Are there any settings that can help us here?

TIA.

2

There are 2 answers

2
OneCricketeer On

I don't quite understand what "traffic manager" means here since that's not part of the Kafka protocol, but

  1. The brokers return advertised.listeners to clients, despite you telling them to use "traffic manager" to bootstrap. This means clients will have direct knowledge of the (original) brokers after they are connected.
  2. Clients have a 5 minute window for metadata.max.age.ms to find new brokers and partitions, however this assumes the same cluster.

Sounds like you need to stop/close the consumers, and reconnect through your "traffic manager" so that a new set of bootstrap servers would be returned.

In general, I've found Kafka consumers don't work in a blue-green environment because of shared consumer groups and both sides will be consuming data, potentially with different processing logic.

0
Steephen On

In short, you can't do this way.
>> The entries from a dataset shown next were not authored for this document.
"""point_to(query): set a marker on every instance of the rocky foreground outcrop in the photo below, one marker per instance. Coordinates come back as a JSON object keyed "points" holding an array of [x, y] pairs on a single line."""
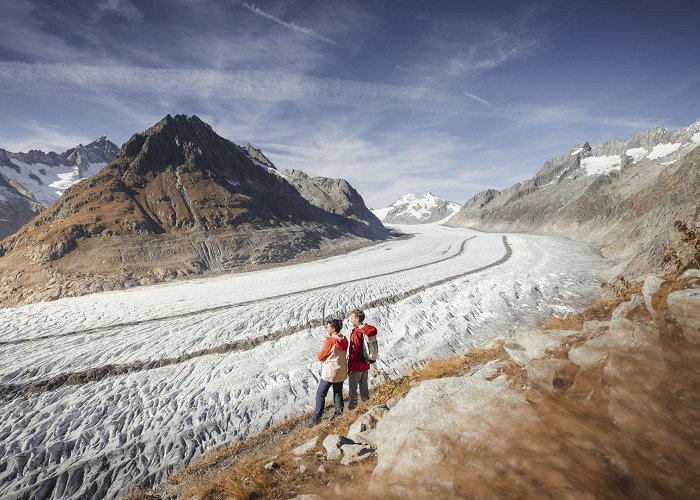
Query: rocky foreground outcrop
{"points": [[412, 209], [607, 410], [178, 201]]}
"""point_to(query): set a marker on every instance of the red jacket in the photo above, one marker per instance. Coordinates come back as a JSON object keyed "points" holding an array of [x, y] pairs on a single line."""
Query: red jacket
{"points": [[357, 338], [334, 364]]}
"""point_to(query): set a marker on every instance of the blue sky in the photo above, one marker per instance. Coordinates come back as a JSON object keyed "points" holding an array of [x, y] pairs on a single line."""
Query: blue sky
{"points": [[395, 96]]}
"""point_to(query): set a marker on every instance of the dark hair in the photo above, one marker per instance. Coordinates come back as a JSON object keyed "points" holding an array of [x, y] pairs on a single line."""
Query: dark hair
{"points": [[335, 323], [359, 313]]}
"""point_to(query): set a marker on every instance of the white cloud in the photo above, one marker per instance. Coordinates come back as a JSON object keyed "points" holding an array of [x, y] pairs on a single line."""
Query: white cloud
{"points": [[209, 83], [45, 138], [123, 8], [477, 98], [291, 25]]}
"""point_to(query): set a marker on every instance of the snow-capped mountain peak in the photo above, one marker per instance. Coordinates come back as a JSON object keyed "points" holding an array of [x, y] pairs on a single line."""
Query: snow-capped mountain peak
{"points": [[412, 209]]}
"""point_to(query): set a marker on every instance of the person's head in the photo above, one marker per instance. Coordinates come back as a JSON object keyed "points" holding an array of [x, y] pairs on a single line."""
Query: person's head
{"points": [[357, 316], [333, 326]]}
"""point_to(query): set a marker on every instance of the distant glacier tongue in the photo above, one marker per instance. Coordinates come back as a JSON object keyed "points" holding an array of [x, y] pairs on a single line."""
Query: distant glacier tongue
{"points": [[432, 295]]}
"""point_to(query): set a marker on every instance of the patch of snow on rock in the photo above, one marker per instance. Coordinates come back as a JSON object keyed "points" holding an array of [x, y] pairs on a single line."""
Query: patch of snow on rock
{"points": [[595, 165], [636, 153], [661, 150]]}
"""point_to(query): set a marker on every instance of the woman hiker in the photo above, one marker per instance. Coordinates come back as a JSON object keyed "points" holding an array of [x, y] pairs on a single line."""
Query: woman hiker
{"points": [[334, 369]]}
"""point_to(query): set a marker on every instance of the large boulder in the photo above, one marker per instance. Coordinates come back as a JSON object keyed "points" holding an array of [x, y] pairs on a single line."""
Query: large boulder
{"points": [[362, 429], [551, 374], [525, 345], [623, 339], [684, 305], [306, 447], [333, 443], [423, 429], [652, 284]]}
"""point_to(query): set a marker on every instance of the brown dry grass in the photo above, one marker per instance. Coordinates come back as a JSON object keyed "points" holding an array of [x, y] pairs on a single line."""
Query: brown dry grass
{"points": [[600, 310]]}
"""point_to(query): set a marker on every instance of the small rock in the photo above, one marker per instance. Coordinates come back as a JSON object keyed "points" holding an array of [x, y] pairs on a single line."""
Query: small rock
{"points": [[305, 448], [684, 305], [624, 338], [551, 374], [494, 342], [332, 444], [488, 371], [690, 274], [652, 284], [624, 309], [355, 453], [526, 345]]}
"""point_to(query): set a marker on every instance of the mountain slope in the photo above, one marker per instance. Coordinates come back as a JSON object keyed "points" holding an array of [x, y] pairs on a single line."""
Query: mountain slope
{"points": [[39, 178], [412, 209], [179, 200], [623, 195]]}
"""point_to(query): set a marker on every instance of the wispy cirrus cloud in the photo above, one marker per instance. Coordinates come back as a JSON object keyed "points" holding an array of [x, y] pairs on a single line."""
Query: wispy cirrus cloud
{"points": [[210, 83], [289, 24], [123, 8]]}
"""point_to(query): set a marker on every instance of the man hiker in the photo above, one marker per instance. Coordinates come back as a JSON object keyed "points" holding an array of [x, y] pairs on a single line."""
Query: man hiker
{"points": [[334, 369], [358, 362]]}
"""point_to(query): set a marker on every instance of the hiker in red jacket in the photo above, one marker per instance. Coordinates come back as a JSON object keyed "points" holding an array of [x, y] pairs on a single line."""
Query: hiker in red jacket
{"points": [[334, 369], [358, 365]]}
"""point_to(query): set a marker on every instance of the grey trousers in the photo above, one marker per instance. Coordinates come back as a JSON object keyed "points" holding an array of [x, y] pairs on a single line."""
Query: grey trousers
{"points": [[355, 379]]}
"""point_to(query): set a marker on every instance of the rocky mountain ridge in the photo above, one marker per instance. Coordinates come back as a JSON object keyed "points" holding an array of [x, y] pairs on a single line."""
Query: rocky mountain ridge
{"points": [[622, 195], [412, 209], [179, 200], [30, 181]]}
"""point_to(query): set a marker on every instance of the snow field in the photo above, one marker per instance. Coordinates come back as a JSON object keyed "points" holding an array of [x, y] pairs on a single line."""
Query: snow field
{"points": [[94, 439], [54, 181]]}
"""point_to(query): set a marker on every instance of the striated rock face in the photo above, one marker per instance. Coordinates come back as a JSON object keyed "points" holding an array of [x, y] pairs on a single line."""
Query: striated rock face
{"points": [[623, 195], [30, 181], [412, 209], [179, 200]]}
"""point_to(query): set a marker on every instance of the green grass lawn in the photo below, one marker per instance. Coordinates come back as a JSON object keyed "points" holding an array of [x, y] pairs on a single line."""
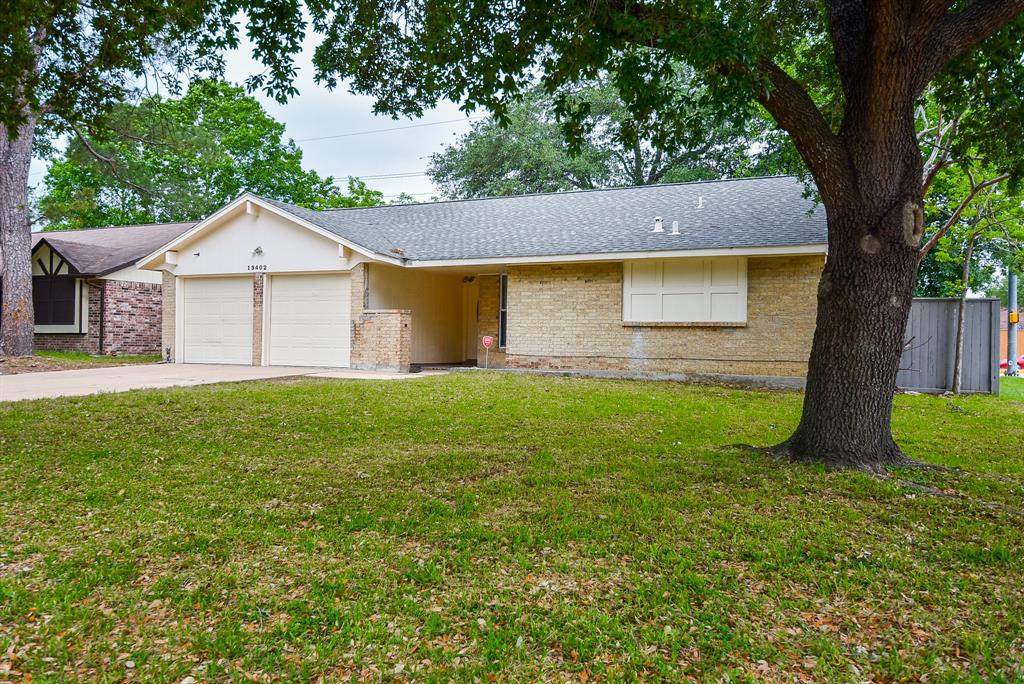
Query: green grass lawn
{"points": [[497, 527], [1012, 388], [82, 357]]}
Let me try to explain; you are trying to switch the network traffic and hope everything will work smoothly.

I am totally ignorant of TrafficManager, and I am considering it as a black box you are relying to switch the traffic and proxying the network.

Producer uses the IP address provided by your TrafficManager and creating the connection to brokers. And when it produces a record to Kafka; along with every record, Kafka add additional metadata and one of them is offset. When consumer consume data from kafka, consumer will use this offset and map it against consumer group and create a new record in a system topic called __consumer_offset. When you switch network traffic you are leaving behind quite a lot of metadata in your old cluster and your consumers will become incapable to continue to work as before.